Editorial: NMC's new freshwater degree is a perfect fit

It doesn't get more appropriate than this.

The Water Studies Institute at Northwestern Michigan College is launching an associate's degree program this fall in freshwater studies -- smack in the middle of the largest living freshwater lab on planet Earth.

The program is the first of its kind at a community college in the United States.

And given the already sky-high local interest in all things to do with the environment -- the air we breathe, the water we drink and the Great Lakes themselves -- it could hardly be in a more appropriate place.

Water Studies Institute director Hans VanSumeren said the program -- and its location -- are unique.

"No one is offering the first two years to engage in freshwater studies and we have the perfect location to do so," he said.

Perfect is an understatement. Not only is NMC's Maritime Campus located directly on the West Arm of Grand Traverse Bay but the region is home to dozens of inland lakes, including Torch Lake, Crystal Lake and Lake Charlevoix, all unique in their own right.

The associate degree program will offer three areas of concentration: science and technology; global freshwater policy and sustainability; or economy and society.

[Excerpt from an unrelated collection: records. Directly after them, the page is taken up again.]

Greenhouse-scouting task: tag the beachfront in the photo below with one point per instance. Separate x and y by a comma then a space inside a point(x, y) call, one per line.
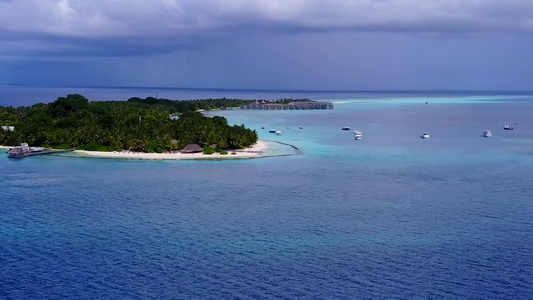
point(255, 151)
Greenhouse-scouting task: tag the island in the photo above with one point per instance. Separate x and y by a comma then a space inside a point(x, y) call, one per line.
point(133, 126)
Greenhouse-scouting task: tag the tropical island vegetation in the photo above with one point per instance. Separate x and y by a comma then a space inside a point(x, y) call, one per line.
point(137, 124)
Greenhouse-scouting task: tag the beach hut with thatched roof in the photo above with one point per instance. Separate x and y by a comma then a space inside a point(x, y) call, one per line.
point(192, 148)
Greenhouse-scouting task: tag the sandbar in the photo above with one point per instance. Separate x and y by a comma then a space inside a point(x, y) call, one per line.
point(255, 151)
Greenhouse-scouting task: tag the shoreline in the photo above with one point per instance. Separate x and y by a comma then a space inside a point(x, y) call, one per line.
point(255, 151)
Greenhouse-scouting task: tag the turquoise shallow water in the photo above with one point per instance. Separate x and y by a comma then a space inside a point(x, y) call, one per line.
point(391, 216)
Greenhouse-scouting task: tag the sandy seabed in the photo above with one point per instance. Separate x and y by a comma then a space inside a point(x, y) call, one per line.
point(255, 151)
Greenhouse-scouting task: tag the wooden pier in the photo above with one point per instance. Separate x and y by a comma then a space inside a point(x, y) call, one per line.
point(290, 106)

All three are already hot topics not only in northern Michigan but the Great Lakes basin. Invasive species and bottled water, two longtime environmental battlegrounds, tie in with all three topic areas.

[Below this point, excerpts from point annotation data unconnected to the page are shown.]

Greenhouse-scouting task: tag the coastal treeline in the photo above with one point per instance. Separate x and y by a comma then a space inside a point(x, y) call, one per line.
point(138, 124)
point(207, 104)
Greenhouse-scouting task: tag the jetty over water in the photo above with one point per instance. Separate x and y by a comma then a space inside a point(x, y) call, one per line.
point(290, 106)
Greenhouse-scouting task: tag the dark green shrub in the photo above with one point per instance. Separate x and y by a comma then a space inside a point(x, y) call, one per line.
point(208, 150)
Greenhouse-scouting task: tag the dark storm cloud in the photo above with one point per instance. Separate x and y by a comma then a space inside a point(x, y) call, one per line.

The college has said the degree will build on existing NMC courses, including watershed science and oceanography, and more classes will be added.

VanSumeren said the degree program will prepare students for advanced degrees at a four-year university and for careers in government, planning, sustainable agriculture, sustainable energy and water quality. Those are all topics of great local interest and, given the way the world is going, they'll be areas of national and international concern for years to come.

The politics of freshwater will become more and more crucial to the nation and world in coming decades. The people of the Great Lakes states must be years ahead of the curve on issues of exporting or selling fresh water to the world; the debate must begin now.

The Great Lakes have been identified as one of the prime places in North America for wind turbines and the best places to capture that wind are a few miles off shore. So what will be the rules for wind turbines? What impact could they have on the lakes? We need to know, and soon.

The planned removal of dams along the Boardman River, said to be the biggest project of its kind in the nation, will be one big learning lab.

It's not as though the bay and the lakes have not been scrutinized for years.

Thousands of local school kids have gone out on the Inland Seas program's school ship to measure water clarity and temperature and the Grand Traverse Bay Observing System buoys provide real-time oceanographic and meteorological information.

The Watershed Center Grand Traverse Bay, which champions water quality issues, has been around since 1990.

But bringing academic discipline and the rigors of the classroom to the topic can only help all of us better understand the issues and better protect the resource.